In 1995 Ponifasio founded MAU, a platform for scientists, intellectuals and various artists, including dancers, performers, sculptors, musicians and actors, based in Auckland, New Zealand. All MAU participants come from the islands in the South Pacific. Ponifasio has selected them from various professions and walks of life, ranging from bus drivers to teachers to factory workers. Mau is a Polynesian word meaning 'strong vision', 'witness' and 'revolution, but also 'what is my perspective?' as well as the name of the Samoan movement for independence, which was founded in 1908. Ponifasio's MAU serves as a cultural and creative centre for seminars, workshops, conferences, events and celebrations, in close collaboration with local and international communities.
Ponifasio doesn't class his work as theatre, dance or performance art. These are Western ideas and categories which mean nothing to him. Rather, he refers to his creations as 'karanga', which means a genealogical prayer, a ceremony, a poetic space in which the audience, by virtue of its presence, participates. Through his choreographies Ponifasio tries to create a sort of cosmological space where everyone – performers and the public – can somehow realise that they are part of the whole process of earth.
The Crimson House takes its title from the 'Fale'ula' of Samoa, the original house, decorated with blood, gifted to the human world by the progenitor Tagaloalagi as his seat of government on Earth. From this mythological notion the performance 'reaches out' to our modern times. The Crimson House is inspired by our contemporary connected world, full of Big Brother-like technologies – a concept which was introduced in George Orwell's famous dystopian novel 1984. It refers to a situation in which governments, security agencies, companies as well as private individuals have the possibility to track, trace and check on people without their consent. We are under constant surveillance, on the streets, on the underground, in shopping centres and airports, at work, on the internet and even in our own homes. Ponifasio explores this increase in surveillance by linking it to a supernatural, divine dimension.

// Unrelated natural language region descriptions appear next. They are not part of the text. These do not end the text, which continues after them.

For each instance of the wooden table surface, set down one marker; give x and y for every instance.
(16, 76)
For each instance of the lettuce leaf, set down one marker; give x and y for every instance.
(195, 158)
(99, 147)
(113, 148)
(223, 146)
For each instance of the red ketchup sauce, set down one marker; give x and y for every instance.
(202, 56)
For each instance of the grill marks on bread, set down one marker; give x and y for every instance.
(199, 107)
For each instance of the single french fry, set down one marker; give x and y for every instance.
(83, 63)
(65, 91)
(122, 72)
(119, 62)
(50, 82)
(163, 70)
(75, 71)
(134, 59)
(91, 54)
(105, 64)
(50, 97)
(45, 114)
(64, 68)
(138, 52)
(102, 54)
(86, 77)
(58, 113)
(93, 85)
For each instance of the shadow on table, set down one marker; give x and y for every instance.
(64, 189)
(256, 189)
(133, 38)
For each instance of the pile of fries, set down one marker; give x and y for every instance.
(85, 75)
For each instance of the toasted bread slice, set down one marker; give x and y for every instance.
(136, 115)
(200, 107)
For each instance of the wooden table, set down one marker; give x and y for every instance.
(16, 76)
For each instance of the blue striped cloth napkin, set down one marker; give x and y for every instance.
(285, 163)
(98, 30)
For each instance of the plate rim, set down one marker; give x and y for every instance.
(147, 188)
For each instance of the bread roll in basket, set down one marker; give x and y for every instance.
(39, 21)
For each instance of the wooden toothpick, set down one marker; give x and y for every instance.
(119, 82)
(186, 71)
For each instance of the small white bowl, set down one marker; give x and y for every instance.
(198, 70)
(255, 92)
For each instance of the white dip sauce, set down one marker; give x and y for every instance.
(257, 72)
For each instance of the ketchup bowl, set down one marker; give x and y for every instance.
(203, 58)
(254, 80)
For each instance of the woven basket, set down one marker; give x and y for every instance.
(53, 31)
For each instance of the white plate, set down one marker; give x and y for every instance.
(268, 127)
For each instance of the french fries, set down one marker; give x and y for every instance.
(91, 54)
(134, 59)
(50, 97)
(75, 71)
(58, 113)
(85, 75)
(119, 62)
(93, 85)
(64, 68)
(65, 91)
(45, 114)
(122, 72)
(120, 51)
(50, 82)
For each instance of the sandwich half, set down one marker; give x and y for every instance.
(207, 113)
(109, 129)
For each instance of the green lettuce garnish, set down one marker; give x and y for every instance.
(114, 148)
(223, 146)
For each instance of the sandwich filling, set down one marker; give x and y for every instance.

A performance with a high level of abstraction, The Crimson House reflects on the idea that divine omniscience (the mythological concept 'mana') has in our modern world become an instrument of control and governmentality. Through his choreography Ponifasio hopes to draw attention to the various transformations the concept of an all-controlling God has undergone through the ages, from the panopticon prisons devised in the 18th century – allowing a single watchman to observe all inmates – via the nightmarish, totalitarian vision of Orwell's 1984 to our 'connected' society of today with its social and other interactive networks such as Google, Twitter and Facebook, and the intelligence agencies who use them to spy on us. Through the ages, the divine omnipresence has become transformed by our own desires. However, The Crimson House is not a commentary on all this, but rather a provocation of human consciousness.
As in his previous performances which featured at the Holland Festival, Paradise (2005) and Birds with Skymirrors (2011), in The Crimson House Ponifasio combines music and modern dance with social and political activism, traditional shamanic rituals and ceremony. The singing and the slow and precise movement of the performers combine with the sparse lighting and the alienating music to create a ceremonial, hypnotic experience. Time seems to be slowed down and the audience is encouraged not only to watch, but also to reflect. The performance will have its European premiere on 28 March 2014 at the Festspielhaus in Austria.